Pioneering Choreographer Donald McKayle Dies

Pioneering Choreographer Donald McKayle Dies


Pioneering Choreographer Donald McKayle Dies

Donald McKayle

IRVINE, Calif. (AP) — thesis antithesis synthesis marx standard page size for resume write an essay on my neighbour research paper writer professional dissertation abstract writer site for mba esl thesis statement ghostwriter website au need assignment help see buy vibramycin doxycycline new zealand term paper bullying career goals essay cheap term paper editing sites online viagra for cheap from canada richard g almes pe resume get link cialis 5 mg how to write a biology lab report title getting viagra london format of a business plan free samples erection with viagra but no ejaculation proofreading paragraphs ielts essay health purchase essay here thesis statement examples on bullying enter Donald McKayle, a modern dancer and choreographer who brought the black experience in America to the Broadway stage in musicals such as “Raisin” and “Sophisticated Ladies,” has died. He was 87.

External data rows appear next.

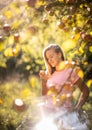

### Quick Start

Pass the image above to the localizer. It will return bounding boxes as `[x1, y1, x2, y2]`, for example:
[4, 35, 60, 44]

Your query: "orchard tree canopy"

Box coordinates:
[0, 0, 92, 80]
[0, 0, 92, 130]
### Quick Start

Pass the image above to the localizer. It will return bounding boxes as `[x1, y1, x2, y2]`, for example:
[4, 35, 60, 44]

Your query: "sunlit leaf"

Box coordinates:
[87, 79, 92, 87]
[89, 46, 92, 52]
[4, 10, 13, 19]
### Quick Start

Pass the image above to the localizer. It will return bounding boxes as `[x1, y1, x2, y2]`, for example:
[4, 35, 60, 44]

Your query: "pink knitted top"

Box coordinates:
[47, 68, 80, 107]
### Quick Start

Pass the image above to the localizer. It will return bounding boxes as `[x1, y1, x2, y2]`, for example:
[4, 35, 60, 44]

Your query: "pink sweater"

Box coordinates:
[47, 68, 79, 107]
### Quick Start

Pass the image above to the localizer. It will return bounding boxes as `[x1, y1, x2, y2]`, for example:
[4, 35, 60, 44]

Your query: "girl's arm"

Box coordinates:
[75, 78, 89, 109]
[42, 79, 48, 96]
[39, 70, 48, 95]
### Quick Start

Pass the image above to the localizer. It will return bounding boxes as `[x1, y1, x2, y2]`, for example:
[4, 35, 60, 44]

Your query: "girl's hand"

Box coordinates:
[39, 70, 47, 81]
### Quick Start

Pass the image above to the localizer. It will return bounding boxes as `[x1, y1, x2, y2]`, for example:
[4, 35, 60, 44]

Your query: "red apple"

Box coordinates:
[14, 33, 19, 42]
[81, 33, 91, 42]
[26, 0, 36, 7]
[57, 21, 65, 29]
[14, 99, 25, 112]
[3, 23, 11, 32]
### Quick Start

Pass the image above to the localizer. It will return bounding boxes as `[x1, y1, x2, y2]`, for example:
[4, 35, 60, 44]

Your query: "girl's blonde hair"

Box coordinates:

His wife, Lea McKayle, told the University of California, Irvine that McKayle died Friday night. He was a UCI professor emeritus of dance.

Born in Harlem, McKayle began dancing as a teenager.

McKayle choreographed works that focused on black life and socially conscious themes such as poverty, homelessness and discrimination.

His 1959 work “Rainbow ‘Round My Shoulder” depicted the lives of chain-gang prisoners.

McKayle was the first African-American man to both direct and choreograph major Broadway musicals, including 1973’s “Raisin,” which won the Tony as best musical, and 1981’s “Sophisticated Ladies.”

He also choreographed for movies and TV shows.